2. The shift register unit according to claim 1, wherein the
pull-down node control module is further configured to receive the
second clock signal, and pull up the potential of the pull-down
node to a high potential at the resetting stage and the second
noise reduction stage of each display period, so as to control the
pull-up node to be at a low potential by the pull-up node control
module and enable the gate driving signal output end to output a
low level by the output noise reduction transistor.

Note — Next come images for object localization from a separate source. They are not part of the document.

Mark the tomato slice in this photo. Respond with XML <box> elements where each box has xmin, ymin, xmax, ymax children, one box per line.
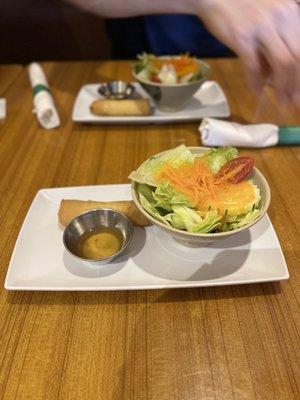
<box><xmin>214</xmin><ymin>157</ymin><xmax>254</xmax><ymax>184</ymax></box>
<box><xmin>151</xmin><ymin>73</ymin><xmax>161</xmax><ymax>83</ymax></box>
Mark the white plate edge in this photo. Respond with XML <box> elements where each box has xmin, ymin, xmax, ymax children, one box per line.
<box><xmin>72</xmin><ymin>81</ymin><xmax>231</xmax><ymax>123</ymax></box>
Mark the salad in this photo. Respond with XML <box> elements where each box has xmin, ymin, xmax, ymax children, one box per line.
<box><xmin>134</xmin><ymin>53</ymin><xmax>203</xmax><ymax>85</ymax></box>
<box><xmin>129</xmin><ymin>145</ymin><xmax>262</xmax><ymax>234</ymax></box>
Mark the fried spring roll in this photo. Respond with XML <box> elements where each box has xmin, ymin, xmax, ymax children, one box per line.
<box><xmin>58</xmin><ymin>199</ymin><xmax>151</xmax><ymax>227</ymax></box>
<box><xmin>90</xmin><ymin>99</ymin><xmax>151</xmax><ymax>116</ymax></box>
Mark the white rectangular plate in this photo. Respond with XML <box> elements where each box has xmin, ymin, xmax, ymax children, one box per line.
<box><xmin>5</xmin><ymin>184</ymin><xmax>288</xmax><ymax>291</ymax></box>
<box><xmin>72</xmin><ymin>81</ymin><xmax>230</xmax><ymax>124</ymax></box>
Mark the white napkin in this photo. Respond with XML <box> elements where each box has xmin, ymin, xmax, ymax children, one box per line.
<box><xmin>28</xmin><ymin>63</ymin><xmax>60</xmax><ymax>129</ymax></box>
<box><xmin>0</xmin><ymin>98</ymin><xmax>6</xmax><ymax>119</ymax></box>
<box><xmin>199</xmin><ymin>118</ymin><xmax>278</xmax><ymax>147</ymax></box>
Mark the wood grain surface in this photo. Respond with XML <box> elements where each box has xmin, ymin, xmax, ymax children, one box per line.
<box><xmin>0</xmin><ymin>65</ymin><xmax>22</xmax><ymax>95</ymax></box>
<box><xmin>0</xmin><ymin>60</ymin><xmax>299</xmax><ymax>400</ymax></box>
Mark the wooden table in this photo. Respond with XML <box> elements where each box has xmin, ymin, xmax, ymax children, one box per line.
<box><xmin>0</xmin><ymin>65</ymin><xmax>22</xmax><ymax>124</ymax></box>
<box><xmin>0</xmin><ymin>65</ymin><xmax>22</xmax><ymax>96</ymax></box>
<box><xmin>0</xmin><ymin>60</ymin><xmax>299</xmax><ymax>400</ymax></box>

3. The shift register unit according to claim 2, wherein the
pull-down node control module comprises: a first pull-down node
control transistor, a gate electrode of which is connected to the
pull-up node, a first electrode of which is connected to the
pull-down node, and a second electrode of which is configured to
receive the first low level; and a pull-down node control capacitor
connected between the pull-down node and a first clock signal
output end.
4. The shift register unit according to claim 3, wherein the
pull-down node control module further comprises: a second pull-down
node control transistor, a gate electrode of which is configured to
receive the second clock signal, a first electrode of which is
connected to the pull-down node, and a second electrode of which is
configured to receive the second clock signal.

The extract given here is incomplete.